Die Aufgabenstellung der Teams hat sich vor und nach der Pandemie nur insofern verändert, dass sich die Tools, die zur Zusammenarbeit verwendet werden, rasend schnell verbessert haben, und die Nutzung von analogen Tools praktisch nicht mehr vorhanden ist.
Mittlerweile haben die Führungskräfte gemeinsam mit den Teams einen guten Weg gefunden, mit der neuen digitalen Arbeitswelt umzugehen.
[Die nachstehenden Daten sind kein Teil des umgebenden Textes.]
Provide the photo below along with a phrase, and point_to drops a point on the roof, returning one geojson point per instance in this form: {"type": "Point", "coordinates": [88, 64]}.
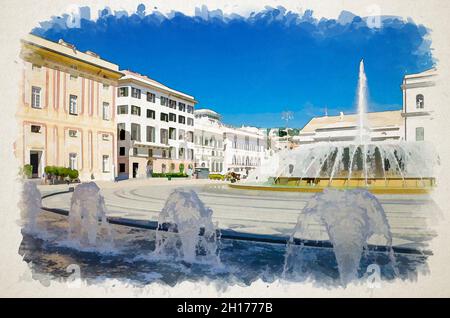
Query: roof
{"type": "Point", "coordinates": [429, 72]}
{"type": "Point", "coordinates": [155, 84]}
{"type": "Point", "coordinates": [68, 51]}
{"type": "Point", "coordinates": [374, 120]}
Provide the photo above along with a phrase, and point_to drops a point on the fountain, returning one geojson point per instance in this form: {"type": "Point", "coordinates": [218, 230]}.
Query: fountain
{"type": "Point", "coordinates": [380, 166]}
{"type": "Point", "coordinates": [185, 229]}
{"type": "Point", "coordinates": [88, 225]}
{"type": "Point", "coordinates": [351, 218]}
{"type": "Point", "coordinates": [30, 205]}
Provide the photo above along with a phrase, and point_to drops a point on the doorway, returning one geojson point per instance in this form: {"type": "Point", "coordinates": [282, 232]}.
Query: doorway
{"type": "Point", "coordinates": [135, 169]}
{"type": "Point", "coordinates": [35, 162]}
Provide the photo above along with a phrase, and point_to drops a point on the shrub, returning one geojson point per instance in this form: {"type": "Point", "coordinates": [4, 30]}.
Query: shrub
{"type": "Point", "coordinates": [170, 174]}
{"type": "Point", "coordinates": [216, 176]}
{"type": "Point", "coordinates": [73, 174]}
{"type": "Point", "coordinates": [50, 171]}
{"type": "Point", "coordinates": [27, 171]}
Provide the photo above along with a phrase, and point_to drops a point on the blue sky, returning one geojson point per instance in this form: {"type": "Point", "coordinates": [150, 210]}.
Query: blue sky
{"type": "Point", "coordinates": [250, 69]}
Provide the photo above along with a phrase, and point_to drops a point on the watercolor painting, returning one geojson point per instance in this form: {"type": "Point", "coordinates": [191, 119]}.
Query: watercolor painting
{"type": "Point", "coordinates": [276, 145]}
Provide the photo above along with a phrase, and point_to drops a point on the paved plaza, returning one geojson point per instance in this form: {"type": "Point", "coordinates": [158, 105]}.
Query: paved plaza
{"type": "Point", "coordinates": [410, 217]}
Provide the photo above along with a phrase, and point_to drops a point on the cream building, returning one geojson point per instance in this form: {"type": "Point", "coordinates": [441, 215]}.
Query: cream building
{"type": "Point", "coordinates": [66, 112]}
{"type": "Point", "coordinates": [387, 125]}
{"type": "Point", "coordinates": [419, 102]}
{"type": "Point", "coordinates": [209, 132]}
{"type": "Point", "coordinates": [244, 149]}
{"type": "Point", "coordinates": [155, 127]}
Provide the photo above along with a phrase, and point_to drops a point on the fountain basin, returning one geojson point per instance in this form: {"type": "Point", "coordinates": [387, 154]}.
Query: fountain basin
{"type": "Point", "coordinates": [374, 185]}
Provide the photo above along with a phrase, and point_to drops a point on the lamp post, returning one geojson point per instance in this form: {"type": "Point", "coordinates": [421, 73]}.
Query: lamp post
{"type": "Point", "coordinates": [287, 116]}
Jedes Team hat einen festen Tag pro Woche definiert, an dem alle im Büro sind. An diesem Tag wird gemeinsam gefrühstückt und wichtige Dinge besprochen. Die Teams gehen auch gemeinsam mittags essen und nutzen diesen Tag, um persönlich zusammenzuarbeiten. Zumeist sind diese Tage nicht so produktiv, wenn man die Menge an Arbeit betrachtet, die an diesem Tag erledigt wird, aber die offenen Themen reduzieren sich nach dem Teamtag praktisch auf null, da der Tag vor allem zum Klären von komplexeren Themen genutzt wird.
Den Rest der Woche entscheiden die Teams eigenständig, wann sie sich persönlich treffen und wann sie zum Beispiel hybride Meetings machen. Die Meetingräume sind so ausgestattet, dass hybride Arbeit möglich ist. Für die Teams ist es mittlerweile unerheblich, ob eine Person bei einem Meeting zu Hause oder im Büro ist, da der Meetingraum genutzt wird, sobald mehr als zwei Personen im Haus sind. Die Teams planen immer für die nächsten zwei Wochen geplante „In-Person-Meetings“, sodass die Räume ausreichend verfügbar sind.
Neben den regelmäßigen gemeinsamen „Check-ins“ führen die Führungskräfte monatlich Gespräche mit allen ihren Mitarbeitenden, in denen sie spezifisch darauf achten, wie es den Leuten persönlich geht, was sie zur Erledigung ihrer Aufgaben an Unterstützung brauchen, und wo es Punkte gibt, an denen die Führungskraft intervenieren sollte.
Ein Resümee
In flachen Hierarchien ist eine effektive Zusammenarbeit von entscheidender Bedeutung, da Teammitglieder lernen müssen, gut miteinander zu arbeiten, ohne dass immer ein klarer „Leader“ vorhanden ist, der die Arbeitsdynamik steuert. Diese Anforderung galt schon vor der Pandemie und behält auch heute ihre Relevanz.
Es ist wichtig, diese Kompetenz unabhängig vom Arbeitsumfeld zu entwickeln – sei es in analogen, hybriden oder digitalen Settings. Eine hohe Prozesskompetenz in der Zusammenarbeit ist entscheidend für den Erfolg in allen Umgebungen. Dies kann das Arbeiten mit klaren Zielen, strukturierte Vorgehensweisen oder eine effektive Moderation umfassen.
Zusätzlich ist es von großer Bedeutung, die eigenen sozialen Kompetenzen zu stärken, insbesondere in zunehmend digitalen Arbeitsumgebungen. Es ist entscheidend, gut zuzuhören, die richtigen Fragen zu stellen, andere zu akzeptieren und ein positives Arbeitsklima zu fördern.
Was ist jedoch zu tun, wenn Kolleg*innen sich ins Homeoffice zurückziehen, weil sie lieber allein arbeiten möchten?
Diese Frage sollte bereits beim Eintritt ins Unternehmen geklärt werden. Es ist wichtig zu überlegen, ob es für das Team oder die Position förderlich ist, wenn bestimmte Personen bevorzugt allein und ungestört arbeiten. Gegebenenfalls können Spielregeln festgelegt werden, die von allen eingehalten werden müssen, um eine effektive Zusammenarbeit zu gewährleisten.